Here is the new response:
[2015-01-08T14:40:45.407-08:00] [GEARD] [download.go:307] [INFO] Making request...
(spdy debug) 2015/01/08 14:40:45 Requesting "https://www.googleapis.com:443/" over SPDY.
(spdy debug) 2015/01/08 14:40:45 Sending SYN_STREAM:
(spdy debug) 2015/01/08 14:40:45 SYN_STREAM {
Version: 3
Flags: common.FLAG_FIN
Stream ID: 39
Associated Stream ID: 0
Priority: 2
Slot: 0
Header: http.Header{":method":[]string{"GET"}, ":path":[]string{""}, ":version":[]string{"HTTP/1.1"}, ":host":[]string{"www.googleapis.com"}, ":scheme":[]string{"https"}}
}
(spdy debug) 2015/01/08 14:40:46 Receiving SYN_REPLY:
(spdy debug) 2015/01/08 14:40:46 SYN_REPLY {
Version: 3
Flags: [NONE]
Stream ID: 39
Header: http.Header{"Cache-Control":[]string{"private, max-age=300, must-revalidate, no-transform"}, "Server":[]string{"GSE"}, "X-Xss-Protection":[]string{"1; mode=block"}, "Content-Type":[]string{"application/json; charset=UTF-8"}, "Expires":[]string{"Thu, 08 Jan 2015 22:40:45 GMT"}, "X-Content-Type-Options":[]string{"nosniff"}, "X-Frame-Options":[]string{"SAMEORIGIN"}, ":status":[]string{"200 OK"}, ":version":[]string{"HTTP/1.1"}, "Alternate-Protocol":[]string{"443:quic,p=0.02"}, "Vary":[]string{"Origin", "X-Origin"}, "Content-Length":[]string{"5820"}, "Date":[]string{"Thu, 08 Jan 2015 22:40:45 GMT"}, "Etag":[]string{"\"F9iA7pnxqNgrkOutjQAa9F2k8HY/uDgBEKga491tbdtqT08CJEKkW-0\""}}
}
(spdy debug) 2015/01/08 14:40:46 Receiving DATA:
(spdy debug) 2015/01/08 14:40:46 DATA {
Stream ID: 39
Flags: [NONE]
Length: 1270
Data: [7b 0a 20 22 6b 69 6e 64 22 ... 20 7b 0a 20 20 20 22 6b 69]
}
(spdy debug) 2015/01/08 14:46:16 Receiving RST_STREAM:
(spdy debug) 2015/01/08 14:46:16 RST_STREAM {
Version: 3
Stream ID: 39
Status code: INTERNAL_ERROR
}
(spdy) 2015/01/08 14:46:16 processing.go:45: Warning: Received INTERNAL_ERROR on stream 39. Closing connection.
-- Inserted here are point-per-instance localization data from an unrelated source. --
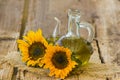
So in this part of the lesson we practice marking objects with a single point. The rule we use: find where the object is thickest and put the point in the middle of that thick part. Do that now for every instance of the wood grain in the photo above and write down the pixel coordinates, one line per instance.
(10, 23)
(92, 71)
(17, 18)
(107, 26)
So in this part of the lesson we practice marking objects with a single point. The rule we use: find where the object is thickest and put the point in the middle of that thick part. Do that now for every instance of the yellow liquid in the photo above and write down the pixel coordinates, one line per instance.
(81, 50)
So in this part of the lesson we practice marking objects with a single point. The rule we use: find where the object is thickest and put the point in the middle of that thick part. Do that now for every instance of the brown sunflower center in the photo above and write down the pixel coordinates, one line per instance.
(59, 60)
(37, 50)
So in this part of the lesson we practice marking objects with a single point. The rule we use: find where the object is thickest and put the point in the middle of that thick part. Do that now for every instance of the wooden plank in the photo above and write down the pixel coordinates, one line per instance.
(108, 34)
(10, 23)
(92, 71)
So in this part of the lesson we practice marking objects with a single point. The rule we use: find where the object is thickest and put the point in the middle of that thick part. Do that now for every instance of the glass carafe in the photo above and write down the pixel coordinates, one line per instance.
(81, 48)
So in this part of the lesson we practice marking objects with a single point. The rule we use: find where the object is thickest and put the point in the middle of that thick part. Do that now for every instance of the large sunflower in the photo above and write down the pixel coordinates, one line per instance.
(33, 48)
(58, 60)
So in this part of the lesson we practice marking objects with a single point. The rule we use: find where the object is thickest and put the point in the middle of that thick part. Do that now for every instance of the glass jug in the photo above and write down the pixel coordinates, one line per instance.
(81, 48)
(spdy debug) 2015/01/08 14:46:16 Sending GOAWAY:
(spdy debug) 2015/01/08 14:46:16 GOAWAY {
Version: 3
Last good stream ID: 0
Status code: (0)
}
(spdy debug) 2015/01/08 14:46:16 Sending RST_STREAM:
(spdy debug) 2015/01/08 14:46:16 RST_STREAM {
Version: 3
Stream ID: 39
Status code: CANCEL
}
[2015-01-08T14:46:16.261-08:00] [GEARD] [download.go:317] [ERROR] Failed to unmarshal: unexpected end of JSON input
[2015-01-08T14:46:16.262-08:00] [GEARD] [download.go:307] [INFO] Making request...
(next request succeeds)
From (spdy debug) 2015/01/08 14:40:46 Receiving DATA: to (spdy debug) 2015/01/08 14:46:16 Receiving RST_STREAM: theres a 5 minute gap, and in the DATA frame only 1270 bytes were received, while the server reported in the headers that the content size is 5820.
Does SPDY not have the capability to detect incomplete streams? I'm reading over the spec & implementation now.
You're right, I don't think I'm passing on the error correctly. I'll look into that. From what I remember it's an implementation factor rather than a factor of the protocol.
I'll add error passing tomorrow since it'll take more time than I have this evening.
Latest commit adds some error passing. Timeout logic is a todo.